Jehu missed an amazing opportunity to cement himself as one of the greatest kings in the Bible. He could have given his whole heart to the Lord and turned the people back to Him. It certainly seems like people were willing to follow him.
Instead, the killing of Ahab’s house and the killing of the prophets of Baal turned out to be just a political move. Jehu had no interest in serving the Lord personally.
II Kings 11 – A Queen and a Young King
When Athaliah, mother of Ahaziah, saw that Jehu had killed her son, she proceeded to destroy all the royal heirs. This would ensure no one could challenge for the throne. Then who would have the throne of Judah? In complete violation of the precepts of the Davidic covenant, Athaliah installed herself as queen. Her reign lasted six years (vv. 1-3).
However, one heir escaped – Joash the son of Ahaziah. He was rescued by a woman named Jehosheba. She was the daughter of king Joram, sister of Ahaziah and wife to the current high priest Jehoiada. We don’t know how she escaped with Joash. But Athaliah was not aware and Jehosheba hid Joash for seven years (v. 4).

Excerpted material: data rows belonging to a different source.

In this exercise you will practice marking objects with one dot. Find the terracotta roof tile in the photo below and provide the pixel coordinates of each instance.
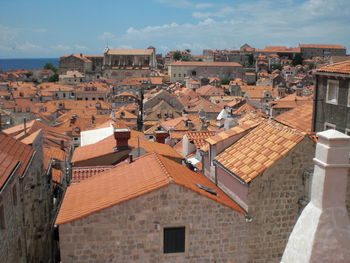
(321, 46)
(127, 181)
(259, 149)
(340, 67)
(81, 173)
(12, 152)
(107, 145)
(205, 64)
(298, 118)
(198, 137)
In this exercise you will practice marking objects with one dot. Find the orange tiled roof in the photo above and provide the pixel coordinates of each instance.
(12, 152)
(81, 173)
(198, 137)
(30, 139)
(127, 181)
(257, 92)
(321, 46)
(209, 90)
(291, 101)
(242, 127)
(340, 67)
(52, 153)
(106, 146)
(56, 175)
(298, 118)
(205, 64)
(259, 149)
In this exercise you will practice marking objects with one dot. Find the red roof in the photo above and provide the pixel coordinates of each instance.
(12, 152)
(205, 64)
(129, 180)
(321, 46)
(340, 67)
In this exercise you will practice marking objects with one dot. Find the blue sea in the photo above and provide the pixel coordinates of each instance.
(26, 63)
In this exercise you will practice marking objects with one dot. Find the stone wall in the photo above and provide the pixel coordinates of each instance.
(37, 205)
(132, 231)
(12, 242)
(338, 114)
(273, 203)
(27, 233)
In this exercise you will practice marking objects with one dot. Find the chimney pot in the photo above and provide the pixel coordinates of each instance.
(121, 136)
(161, 136)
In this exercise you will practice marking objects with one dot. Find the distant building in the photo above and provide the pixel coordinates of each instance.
(179, 70)
(312, 50)
(125, 63)
(332, 98)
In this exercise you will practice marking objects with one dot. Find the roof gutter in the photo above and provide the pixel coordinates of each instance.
(331, 74)
(10, 177)
(314, 113)
(29, 163)
(234, 175)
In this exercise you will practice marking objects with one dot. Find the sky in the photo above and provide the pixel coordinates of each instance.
(49, 28)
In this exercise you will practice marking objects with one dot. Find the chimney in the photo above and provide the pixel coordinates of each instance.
(25, 126)
(161, 136)
(322, 232)
(62, 145)
(121, 136)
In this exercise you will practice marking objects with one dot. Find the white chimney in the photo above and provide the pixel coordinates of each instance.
(322, 232)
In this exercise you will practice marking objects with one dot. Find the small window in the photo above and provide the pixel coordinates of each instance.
(2, 217)
(14, 195)
(349, 96)
(174, 240)
(329, 126)
(332, 91)
(347, 131)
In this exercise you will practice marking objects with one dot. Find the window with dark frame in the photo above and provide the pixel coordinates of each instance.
(14, 195)
(174, 240)
(2, 217)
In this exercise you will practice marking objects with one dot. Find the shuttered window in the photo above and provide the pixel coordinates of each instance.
(174, 240)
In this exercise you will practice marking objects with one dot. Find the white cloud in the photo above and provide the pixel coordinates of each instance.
(80, 47)
(186, 4)
(267, 22)
(28, 47)
(106, 36)
(61, 47)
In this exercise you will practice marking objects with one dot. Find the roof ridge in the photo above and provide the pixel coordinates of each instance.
(283, 127)
(163, 167)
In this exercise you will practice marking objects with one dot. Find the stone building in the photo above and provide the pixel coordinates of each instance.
(25, 203)
(322, 232)
(179, 70)
(168, 215)
(265, 168)
(312, 50)
(89, 65)
(125, 63)
(332, 98)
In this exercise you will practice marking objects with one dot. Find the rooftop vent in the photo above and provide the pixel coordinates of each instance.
(207, 189)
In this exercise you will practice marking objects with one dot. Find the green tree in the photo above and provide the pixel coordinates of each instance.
(177, 56)
(297, 60)
(276, 66)
(53, 78)
(225, 81)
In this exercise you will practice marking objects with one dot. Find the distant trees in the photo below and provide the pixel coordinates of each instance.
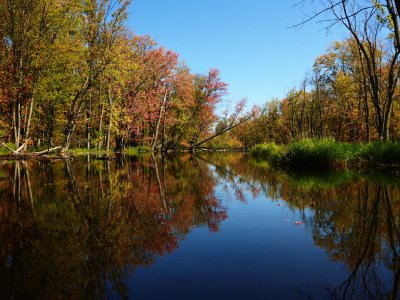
(352, 92)
(71, 74)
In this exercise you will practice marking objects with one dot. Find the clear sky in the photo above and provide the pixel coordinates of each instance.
(247, 40)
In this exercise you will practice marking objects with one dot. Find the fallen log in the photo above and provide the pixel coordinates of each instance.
(48, 151)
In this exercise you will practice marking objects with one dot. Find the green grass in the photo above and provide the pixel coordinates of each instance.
(4, 151)
(271, 152)
(321, 154)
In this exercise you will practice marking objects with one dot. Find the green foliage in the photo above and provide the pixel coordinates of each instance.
(270, 151)
(324, 154)
(319, 153)
(4, 151)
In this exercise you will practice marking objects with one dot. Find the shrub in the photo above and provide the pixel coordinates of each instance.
(270, 151)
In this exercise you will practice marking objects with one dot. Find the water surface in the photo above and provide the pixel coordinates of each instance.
(210, 226)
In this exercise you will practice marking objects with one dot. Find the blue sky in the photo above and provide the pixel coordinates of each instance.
(247, 40)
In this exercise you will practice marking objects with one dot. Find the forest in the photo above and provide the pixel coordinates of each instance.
(72, 75)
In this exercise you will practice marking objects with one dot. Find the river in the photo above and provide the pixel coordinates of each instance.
(210, 226)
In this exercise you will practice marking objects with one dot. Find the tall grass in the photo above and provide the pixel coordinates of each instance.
(320, 154)
(270, 151)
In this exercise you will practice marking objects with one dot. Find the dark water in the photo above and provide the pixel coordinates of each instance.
(214, 226)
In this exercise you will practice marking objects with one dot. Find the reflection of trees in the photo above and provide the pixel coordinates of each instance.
(355, 218)
(78, 229)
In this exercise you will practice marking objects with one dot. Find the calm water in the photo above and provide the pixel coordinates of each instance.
(214, 226)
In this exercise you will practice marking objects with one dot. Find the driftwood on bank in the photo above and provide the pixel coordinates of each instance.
(20, 154)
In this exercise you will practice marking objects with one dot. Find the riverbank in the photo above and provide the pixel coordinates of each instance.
(43, 154)
(327, 154)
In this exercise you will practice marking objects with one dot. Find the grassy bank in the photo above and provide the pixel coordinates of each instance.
(328, 154)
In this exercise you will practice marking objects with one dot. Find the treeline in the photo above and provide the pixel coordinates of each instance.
(73, 75)
(352, 93)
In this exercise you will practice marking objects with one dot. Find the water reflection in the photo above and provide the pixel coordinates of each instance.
(81, 229)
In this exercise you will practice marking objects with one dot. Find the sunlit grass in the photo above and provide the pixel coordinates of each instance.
(320, 154)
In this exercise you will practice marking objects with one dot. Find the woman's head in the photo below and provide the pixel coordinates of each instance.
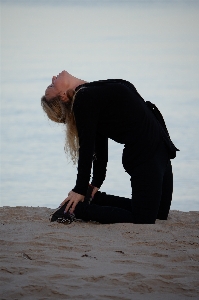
(57, 104)
(58, 87)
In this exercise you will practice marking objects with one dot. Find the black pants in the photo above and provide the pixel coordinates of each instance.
(152, 188)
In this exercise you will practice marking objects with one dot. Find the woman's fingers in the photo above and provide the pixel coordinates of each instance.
(73, 199)
(94, 191)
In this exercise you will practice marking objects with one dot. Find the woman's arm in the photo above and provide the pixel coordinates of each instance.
(100, 160)
(86, 110)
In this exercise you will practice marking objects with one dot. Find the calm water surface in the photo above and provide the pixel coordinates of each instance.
(151, 44)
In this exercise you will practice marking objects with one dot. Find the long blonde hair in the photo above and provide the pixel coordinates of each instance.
(62, 112)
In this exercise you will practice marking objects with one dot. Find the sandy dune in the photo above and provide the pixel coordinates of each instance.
(43, 260)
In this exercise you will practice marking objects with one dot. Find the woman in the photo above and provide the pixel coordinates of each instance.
(94, 112)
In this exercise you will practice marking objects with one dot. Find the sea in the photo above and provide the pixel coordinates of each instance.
(153, 44)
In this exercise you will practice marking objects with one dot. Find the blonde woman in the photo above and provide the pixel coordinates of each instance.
(94, 112)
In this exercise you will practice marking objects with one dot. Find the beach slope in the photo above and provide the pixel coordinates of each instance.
(43, 260)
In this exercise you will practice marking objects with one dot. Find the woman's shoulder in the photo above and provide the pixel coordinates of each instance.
(104, 83)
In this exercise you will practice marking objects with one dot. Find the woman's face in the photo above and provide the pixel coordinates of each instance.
(58, 86)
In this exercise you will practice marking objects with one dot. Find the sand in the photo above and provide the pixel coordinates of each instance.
(43, 260)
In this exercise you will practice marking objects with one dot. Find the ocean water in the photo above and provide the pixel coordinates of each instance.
(153, 44)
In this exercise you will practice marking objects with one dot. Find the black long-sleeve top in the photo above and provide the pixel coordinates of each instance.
(111, 109)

In the 7th year, Jehoiada realized the time was at hand to break the silence and crown Joash king. He made special preparations for this event, even including the royal guard (vv. 4-11)(see also II Chron. 23:1-11). The fact that he encountered no resistance from the royal guard is an indication of how bad a queen Athaliah was.
The crowning of the legitimate king occurred at the temple. Jehoiada “brought out the king’s son, put the crown on him, and gave him the Testimony [that is the law]; they made him king and anointed him, and they clapped their hands and said, ‘Long live the king!’ “ (v. 12).
Athaliah heard the noise from the temple and saw the procession of people going there. She went herself. And when she saw all the people rejoicing and blowing trumpets at the crowing of the new king, “she tore her clothes and cried out, ‘Treason! Treason!’ “ (v. 14). How ironic those were the words that came from her mouth.
Jehoiada ordered her to be seized and executed. However, he did not want this to occur at the temple. So they took “by way of the horses’ entrance into the king’s house , and there she was killed” (v. 16).
More importantly than all this, Jehoiada knew the people needed a spiritual turn. He “made a covenant between the Lord, the king, and the people, that they should be the Lord’s people, and also between the king and the people” (v. 17). New godly leadership was needed and Joash could provide that, having spent his early childhood around the high priest and exposed to the things of the Lord.
The people responded to this covenant in a big way. They tore down the temple of Baal that had been built by Athaliah in Jerusalem (v. 18). They killed Mattan, the high priest of Baal. And then all the officers and people of the land took Joash and set him on the throne of kings (v. 19). And they all rejoiced that this had come to pass (v. 20).
“Joash was seven years old when he became king” (v. 21).
Questions to Consider:
God rewarded Jehu for ridding Israel of Baal worship. But Jehu never substituted Baal worship with worship of the Lord. So the nation continued in idolatry by worshipping other false gods. He could have been one of the greatest kings in the Bible if he had devoted more than lip-service to the Lord.
It’s never too early to start serving the Lord. Even a child can do it. Who do you know that started serving God at a young age?
How does seeing a young person serving God inspire you? Evidently, it started a revival in II Kings 11 when Josiah became king of Judah at the age of 7. Obviously he was guided until he was mature, but his heart was in the right place from the beginning and the people responded to his leadership.